We both try to weight ourselves such that we require no air in the BC during the dive. We might add some air at depth just to fine tune our buoyancy on the reef but we typically dump everything as we start making our ascent. I suspect this is where she basically just hold the button down too long in her effort to make sure that all the air is purged.

I'll mention to her to try use the kidney dump valve next time to see if that makes a difference.

Thanks again.
How do you compensate for the weight of air in your full tank if you don't need to add any air in your BC at the beginning of the dive?
 
I'll mention to her to try use the kidney dump valve next time to see if that makes a difference.

Thanks again.
It won't matter if she continutes to hold the dump open when there is no air commng out, then water will flow in. On todays dive, my BCD (DSS Backplate and wing to be precise) had zero water in it, my dive buddy (dive 6 of life time) had about a cup of water in hers.

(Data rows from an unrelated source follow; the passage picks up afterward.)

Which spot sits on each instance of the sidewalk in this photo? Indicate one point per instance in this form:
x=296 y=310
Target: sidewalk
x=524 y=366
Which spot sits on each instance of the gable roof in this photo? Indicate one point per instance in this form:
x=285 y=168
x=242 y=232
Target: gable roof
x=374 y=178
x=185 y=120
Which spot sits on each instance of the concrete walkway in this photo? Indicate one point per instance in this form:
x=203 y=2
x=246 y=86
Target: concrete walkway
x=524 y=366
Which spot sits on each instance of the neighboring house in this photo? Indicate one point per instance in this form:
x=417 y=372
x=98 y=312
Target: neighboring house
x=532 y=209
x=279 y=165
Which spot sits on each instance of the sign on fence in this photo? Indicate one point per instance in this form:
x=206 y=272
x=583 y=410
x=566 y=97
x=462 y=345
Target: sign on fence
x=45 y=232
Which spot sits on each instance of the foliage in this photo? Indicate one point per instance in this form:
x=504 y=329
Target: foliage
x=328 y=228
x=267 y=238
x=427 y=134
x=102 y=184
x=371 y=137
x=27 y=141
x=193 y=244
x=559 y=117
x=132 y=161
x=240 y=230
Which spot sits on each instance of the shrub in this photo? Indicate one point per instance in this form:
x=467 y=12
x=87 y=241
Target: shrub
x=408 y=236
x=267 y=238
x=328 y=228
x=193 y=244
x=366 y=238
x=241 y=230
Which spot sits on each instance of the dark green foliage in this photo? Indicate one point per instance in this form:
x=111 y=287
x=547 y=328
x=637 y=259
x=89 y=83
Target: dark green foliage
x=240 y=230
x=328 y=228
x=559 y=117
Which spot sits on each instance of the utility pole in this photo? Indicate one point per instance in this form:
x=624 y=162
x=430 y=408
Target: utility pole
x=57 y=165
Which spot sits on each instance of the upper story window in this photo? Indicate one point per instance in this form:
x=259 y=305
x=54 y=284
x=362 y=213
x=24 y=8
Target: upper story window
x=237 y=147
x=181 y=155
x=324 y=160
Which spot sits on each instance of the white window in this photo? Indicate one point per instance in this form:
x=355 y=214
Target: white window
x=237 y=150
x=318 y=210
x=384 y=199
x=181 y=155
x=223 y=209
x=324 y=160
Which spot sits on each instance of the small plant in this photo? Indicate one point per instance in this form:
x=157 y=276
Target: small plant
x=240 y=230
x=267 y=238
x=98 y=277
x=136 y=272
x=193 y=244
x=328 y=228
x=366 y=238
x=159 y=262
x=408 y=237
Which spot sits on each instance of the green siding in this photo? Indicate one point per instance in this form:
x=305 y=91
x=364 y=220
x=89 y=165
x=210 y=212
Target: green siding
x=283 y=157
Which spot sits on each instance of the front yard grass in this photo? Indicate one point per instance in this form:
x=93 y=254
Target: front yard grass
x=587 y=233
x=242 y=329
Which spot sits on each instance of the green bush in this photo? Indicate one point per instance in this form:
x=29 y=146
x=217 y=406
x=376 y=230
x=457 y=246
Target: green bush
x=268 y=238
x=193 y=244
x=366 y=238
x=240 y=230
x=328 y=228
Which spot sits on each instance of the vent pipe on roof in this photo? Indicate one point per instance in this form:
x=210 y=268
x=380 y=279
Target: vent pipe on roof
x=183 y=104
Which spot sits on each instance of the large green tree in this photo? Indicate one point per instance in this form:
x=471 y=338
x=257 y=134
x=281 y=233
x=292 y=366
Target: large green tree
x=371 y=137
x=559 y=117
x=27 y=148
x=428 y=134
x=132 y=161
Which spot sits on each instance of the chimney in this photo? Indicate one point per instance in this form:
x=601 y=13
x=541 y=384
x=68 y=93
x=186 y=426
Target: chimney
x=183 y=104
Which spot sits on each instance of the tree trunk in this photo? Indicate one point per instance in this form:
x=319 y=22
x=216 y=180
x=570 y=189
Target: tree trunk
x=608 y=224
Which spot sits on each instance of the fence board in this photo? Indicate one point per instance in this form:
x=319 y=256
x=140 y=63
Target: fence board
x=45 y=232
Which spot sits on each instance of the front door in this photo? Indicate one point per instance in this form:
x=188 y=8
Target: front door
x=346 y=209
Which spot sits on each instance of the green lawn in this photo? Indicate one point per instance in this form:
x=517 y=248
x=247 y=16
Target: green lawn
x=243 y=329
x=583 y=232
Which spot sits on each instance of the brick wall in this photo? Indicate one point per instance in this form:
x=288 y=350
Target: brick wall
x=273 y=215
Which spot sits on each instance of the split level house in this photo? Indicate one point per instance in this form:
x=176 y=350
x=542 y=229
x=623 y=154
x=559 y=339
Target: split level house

It is possible that you are cutting it just a pound or two too close on the weights and she is having a little trouble getting down. If so then the addition of one or two pounds would help. I am not familiar with the water tempretutes in your part of the world or what type of exposure protection (wetsuit) you wear. From what I can see on the world sea temprature charts it looks like you range between a 7mm to a 5mm wetsuit. If so, there would be compression of the wetsuit the deeper you go and you would have to add some air as you decended. Not a full BCD of course but some to compensate for the compression of the BCD and the weight of the air in a full Alumimum tank (AL tanks being 4 pound positive at the end of the dive require 4 additional pounds of lead on the belt and so at the beginning of the dive you are technically 4 pound overweighted.) So if you are wearing a 5mm or thicker wetsuit and are diving with a BCD copletly empty of air at depth, your wife may be stuggling a tad bit to get down as at the surface she would be rather floaty, hence the need to purge every last atom of air out of the BCD.

As for the Air Siphon technique....hmmm, interesting. IMHO too complicated. Just as easy to learn to recognize when you need to dump air (a skill still required by the Air Siphon technique) and hold the hose all the way up and hit the purge valve. All you are really doing in this Air Siphon technique is holding the hose low (as most divers do) and holding the valve open and then when you get a bit floaty taking the J out of the hose and venting the air. In short it is just anouther way of doing it that really is not any different other than the need to wear your finger out holding a spring loaded button all the way up. But to each their own.
 
A wise instructor once told me that water In your BCD=to little weight. Trying to descend, yet needing more weight. Boost her 2 pounds and see what happens.